Controlling blood sugar levels with a glycopolymersome

Abstract

Diabetes mellitus is a group of metabolic disorders with lifelong high blood sugar levels. Patients with diabetes must give themselves shots of insulin and/or other medication every day, usually accompanying poor blood sugar control and patient compliance. To meet this important challenge, we propose a noninsulin and drug-free strategy for long-acting regulation of blood sugar levels using a glycopolymersome that can reversibly sop up and squeeze out glucose in the blood stream. This glycopolymersome is self-assembled using a sugar and phenylboronic acid derivative-containing copolymer, poly(ethylene oxide)-block-poly[(7-(2-methacryloyloxyethoxy)-4-methylcoumarin)-stat-3-acrylamidophenylboronic acid-stat-N-acryloyl glucosamine] [PEO-b-P(CMA-stat-AAPBA-stat-AGA)]. As its AAPBA moiety dynamically binds to its glucosyl moiety and glucose in the blood stream, this glycopolymersome can function as a glucose storage device by reversibly substituting sugar: AAPBA actively tucks away extra glucose, releasing it gradually as the body needs it.
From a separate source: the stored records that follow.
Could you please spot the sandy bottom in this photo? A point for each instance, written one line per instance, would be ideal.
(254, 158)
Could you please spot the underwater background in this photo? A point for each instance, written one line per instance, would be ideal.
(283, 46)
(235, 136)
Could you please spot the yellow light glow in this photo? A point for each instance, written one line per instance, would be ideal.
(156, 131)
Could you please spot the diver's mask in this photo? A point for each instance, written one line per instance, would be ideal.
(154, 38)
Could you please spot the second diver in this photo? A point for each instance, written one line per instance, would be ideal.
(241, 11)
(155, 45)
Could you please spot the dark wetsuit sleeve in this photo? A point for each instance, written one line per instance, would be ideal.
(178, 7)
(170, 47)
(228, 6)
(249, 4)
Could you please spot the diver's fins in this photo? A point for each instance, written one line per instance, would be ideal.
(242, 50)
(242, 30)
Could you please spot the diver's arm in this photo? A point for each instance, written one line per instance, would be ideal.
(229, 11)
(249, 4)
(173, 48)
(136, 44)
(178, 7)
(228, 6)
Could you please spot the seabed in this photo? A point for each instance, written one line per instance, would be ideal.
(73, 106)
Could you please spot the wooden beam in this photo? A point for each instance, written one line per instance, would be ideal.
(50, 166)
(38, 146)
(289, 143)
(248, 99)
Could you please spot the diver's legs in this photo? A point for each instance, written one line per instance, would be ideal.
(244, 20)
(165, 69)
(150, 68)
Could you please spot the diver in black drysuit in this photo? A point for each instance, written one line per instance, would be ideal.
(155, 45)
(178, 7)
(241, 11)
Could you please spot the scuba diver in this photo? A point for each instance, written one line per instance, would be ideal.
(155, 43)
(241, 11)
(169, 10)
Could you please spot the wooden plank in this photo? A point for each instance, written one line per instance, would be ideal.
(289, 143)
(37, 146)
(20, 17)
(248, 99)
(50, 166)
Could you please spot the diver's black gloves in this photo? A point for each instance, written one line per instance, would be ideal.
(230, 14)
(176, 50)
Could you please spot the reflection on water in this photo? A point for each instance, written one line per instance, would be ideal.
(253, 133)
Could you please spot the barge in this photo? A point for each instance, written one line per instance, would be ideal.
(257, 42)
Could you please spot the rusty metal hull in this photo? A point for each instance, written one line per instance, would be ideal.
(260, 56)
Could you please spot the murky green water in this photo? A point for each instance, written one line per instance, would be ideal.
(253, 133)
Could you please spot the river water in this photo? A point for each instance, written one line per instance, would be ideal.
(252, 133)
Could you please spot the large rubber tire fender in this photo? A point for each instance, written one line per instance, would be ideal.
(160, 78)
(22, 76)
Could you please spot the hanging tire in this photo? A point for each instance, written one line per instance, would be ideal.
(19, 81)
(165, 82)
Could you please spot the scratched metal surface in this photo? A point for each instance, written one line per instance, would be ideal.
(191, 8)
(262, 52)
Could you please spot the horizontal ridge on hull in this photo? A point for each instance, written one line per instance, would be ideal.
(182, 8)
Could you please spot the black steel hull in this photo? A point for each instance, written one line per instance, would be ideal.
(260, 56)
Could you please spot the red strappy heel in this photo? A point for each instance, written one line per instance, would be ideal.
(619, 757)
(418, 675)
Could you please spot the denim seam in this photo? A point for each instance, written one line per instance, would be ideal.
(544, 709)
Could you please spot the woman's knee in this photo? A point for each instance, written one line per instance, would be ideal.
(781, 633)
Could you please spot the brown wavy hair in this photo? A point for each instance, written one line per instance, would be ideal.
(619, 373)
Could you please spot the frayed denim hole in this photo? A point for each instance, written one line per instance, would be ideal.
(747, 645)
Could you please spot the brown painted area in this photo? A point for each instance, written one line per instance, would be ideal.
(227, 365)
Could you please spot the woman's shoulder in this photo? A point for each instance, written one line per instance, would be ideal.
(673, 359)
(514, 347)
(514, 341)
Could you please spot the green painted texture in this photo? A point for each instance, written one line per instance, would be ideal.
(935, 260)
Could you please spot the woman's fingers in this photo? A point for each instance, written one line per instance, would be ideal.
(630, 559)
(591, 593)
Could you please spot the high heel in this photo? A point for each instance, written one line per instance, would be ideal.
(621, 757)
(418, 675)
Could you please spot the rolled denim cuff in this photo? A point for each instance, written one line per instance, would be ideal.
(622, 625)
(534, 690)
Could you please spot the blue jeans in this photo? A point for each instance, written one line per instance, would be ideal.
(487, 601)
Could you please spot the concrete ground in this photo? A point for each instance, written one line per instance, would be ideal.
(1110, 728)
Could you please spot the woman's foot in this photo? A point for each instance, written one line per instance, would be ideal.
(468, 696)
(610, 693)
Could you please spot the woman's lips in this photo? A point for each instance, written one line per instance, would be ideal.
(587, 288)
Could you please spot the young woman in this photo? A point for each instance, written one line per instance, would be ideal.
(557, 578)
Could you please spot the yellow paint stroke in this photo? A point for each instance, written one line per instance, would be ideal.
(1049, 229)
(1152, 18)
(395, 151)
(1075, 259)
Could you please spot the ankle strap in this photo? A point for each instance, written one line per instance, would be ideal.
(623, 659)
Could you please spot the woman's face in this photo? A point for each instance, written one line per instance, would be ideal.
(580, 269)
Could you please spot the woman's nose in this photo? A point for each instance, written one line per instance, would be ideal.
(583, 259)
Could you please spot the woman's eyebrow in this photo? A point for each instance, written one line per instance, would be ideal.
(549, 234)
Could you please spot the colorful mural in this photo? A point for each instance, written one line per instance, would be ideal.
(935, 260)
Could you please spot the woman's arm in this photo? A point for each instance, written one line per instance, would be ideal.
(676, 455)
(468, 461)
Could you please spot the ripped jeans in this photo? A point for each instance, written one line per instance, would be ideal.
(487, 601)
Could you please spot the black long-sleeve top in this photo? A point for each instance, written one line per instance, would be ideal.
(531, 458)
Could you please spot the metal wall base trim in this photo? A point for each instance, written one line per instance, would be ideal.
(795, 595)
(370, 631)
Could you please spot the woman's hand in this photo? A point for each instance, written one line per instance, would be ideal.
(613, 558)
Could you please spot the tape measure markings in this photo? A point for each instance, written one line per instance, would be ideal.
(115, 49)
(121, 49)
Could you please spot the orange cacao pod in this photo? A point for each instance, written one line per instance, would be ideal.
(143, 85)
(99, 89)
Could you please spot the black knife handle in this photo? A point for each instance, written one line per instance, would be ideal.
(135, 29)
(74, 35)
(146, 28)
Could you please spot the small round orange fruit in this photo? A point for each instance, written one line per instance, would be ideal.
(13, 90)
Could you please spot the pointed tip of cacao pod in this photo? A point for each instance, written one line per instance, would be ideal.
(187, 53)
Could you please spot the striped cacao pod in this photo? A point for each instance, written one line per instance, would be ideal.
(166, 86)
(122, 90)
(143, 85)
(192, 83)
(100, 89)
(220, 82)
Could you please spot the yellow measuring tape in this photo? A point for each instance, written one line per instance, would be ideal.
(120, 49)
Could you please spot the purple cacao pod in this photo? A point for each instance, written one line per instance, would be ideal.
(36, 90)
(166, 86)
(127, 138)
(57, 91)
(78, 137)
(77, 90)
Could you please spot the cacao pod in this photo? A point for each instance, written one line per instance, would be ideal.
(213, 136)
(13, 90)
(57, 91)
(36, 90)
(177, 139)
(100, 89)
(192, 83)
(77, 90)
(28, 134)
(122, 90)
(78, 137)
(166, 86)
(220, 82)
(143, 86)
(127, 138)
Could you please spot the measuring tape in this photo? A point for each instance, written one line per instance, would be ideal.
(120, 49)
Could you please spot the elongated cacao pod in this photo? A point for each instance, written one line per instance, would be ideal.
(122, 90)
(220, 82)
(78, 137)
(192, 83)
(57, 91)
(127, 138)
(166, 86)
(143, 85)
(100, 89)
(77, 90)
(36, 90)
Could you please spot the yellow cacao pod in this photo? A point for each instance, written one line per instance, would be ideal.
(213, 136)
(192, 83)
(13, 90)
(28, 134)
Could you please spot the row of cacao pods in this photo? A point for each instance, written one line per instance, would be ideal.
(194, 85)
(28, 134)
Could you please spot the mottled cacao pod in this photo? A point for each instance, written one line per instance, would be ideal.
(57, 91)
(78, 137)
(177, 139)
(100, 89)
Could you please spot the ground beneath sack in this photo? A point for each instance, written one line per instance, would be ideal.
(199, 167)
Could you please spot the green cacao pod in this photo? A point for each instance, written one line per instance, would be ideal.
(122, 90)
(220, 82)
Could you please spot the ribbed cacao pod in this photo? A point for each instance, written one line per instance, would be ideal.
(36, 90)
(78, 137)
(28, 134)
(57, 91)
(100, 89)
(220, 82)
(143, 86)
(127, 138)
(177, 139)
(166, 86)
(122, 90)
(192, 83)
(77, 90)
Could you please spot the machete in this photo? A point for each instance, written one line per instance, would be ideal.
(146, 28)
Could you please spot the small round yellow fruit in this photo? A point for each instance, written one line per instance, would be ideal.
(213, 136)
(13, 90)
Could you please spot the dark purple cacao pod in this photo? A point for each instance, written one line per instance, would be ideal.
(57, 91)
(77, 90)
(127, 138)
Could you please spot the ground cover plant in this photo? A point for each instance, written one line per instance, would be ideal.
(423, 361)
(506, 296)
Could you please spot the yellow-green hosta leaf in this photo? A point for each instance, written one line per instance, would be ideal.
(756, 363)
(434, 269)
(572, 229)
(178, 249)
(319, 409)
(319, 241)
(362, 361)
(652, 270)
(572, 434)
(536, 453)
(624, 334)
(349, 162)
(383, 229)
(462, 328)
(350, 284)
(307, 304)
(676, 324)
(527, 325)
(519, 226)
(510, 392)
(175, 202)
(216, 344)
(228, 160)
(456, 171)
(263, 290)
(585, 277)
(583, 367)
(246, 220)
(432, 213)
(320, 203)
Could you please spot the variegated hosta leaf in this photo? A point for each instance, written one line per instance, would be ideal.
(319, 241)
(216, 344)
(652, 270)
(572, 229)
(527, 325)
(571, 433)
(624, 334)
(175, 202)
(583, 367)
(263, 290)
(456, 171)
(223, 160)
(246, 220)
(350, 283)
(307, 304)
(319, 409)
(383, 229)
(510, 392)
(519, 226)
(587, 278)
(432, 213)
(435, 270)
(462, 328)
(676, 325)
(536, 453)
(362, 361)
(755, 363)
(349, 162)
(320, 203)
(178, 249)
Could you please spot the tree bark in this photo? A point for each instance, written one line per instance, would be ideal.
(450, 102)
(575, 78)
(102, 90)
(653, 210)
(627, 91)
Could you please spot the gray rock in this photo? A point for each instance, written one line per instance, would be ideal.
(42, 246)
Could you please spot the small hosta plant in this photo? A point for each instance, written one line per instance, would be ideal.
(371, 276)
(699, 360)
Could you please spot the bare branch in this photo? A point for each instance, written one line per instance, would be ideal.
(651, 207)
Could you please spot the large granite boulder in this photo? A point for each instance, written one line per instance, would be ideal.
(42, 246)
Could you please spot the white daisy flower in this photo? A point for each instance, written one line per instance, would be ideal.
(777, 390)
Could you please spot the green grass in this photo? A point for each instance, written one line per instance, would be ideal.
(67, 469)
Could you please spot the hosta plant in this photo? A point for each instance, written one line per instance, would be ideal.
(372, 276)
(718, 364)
Accordingly, it swells or shrinks in size at high/low glucose levels. In vitro, the critical glucose concentration for the handover between the uptake and the release is around 100 mg dL⁻¹, which matches with normal human blood sugar levels (70–110 mg dL⁻¹). In vivo, this displays excellent long-acting antidiabetic effects towards type 2 diabetic mice within 30 h upon one shot, showing no side effects. Overall, this ‘controlling sugar with sugar’ concept holds promise for designing a range of new nanosized devices to regulate blood sugar levels without medication.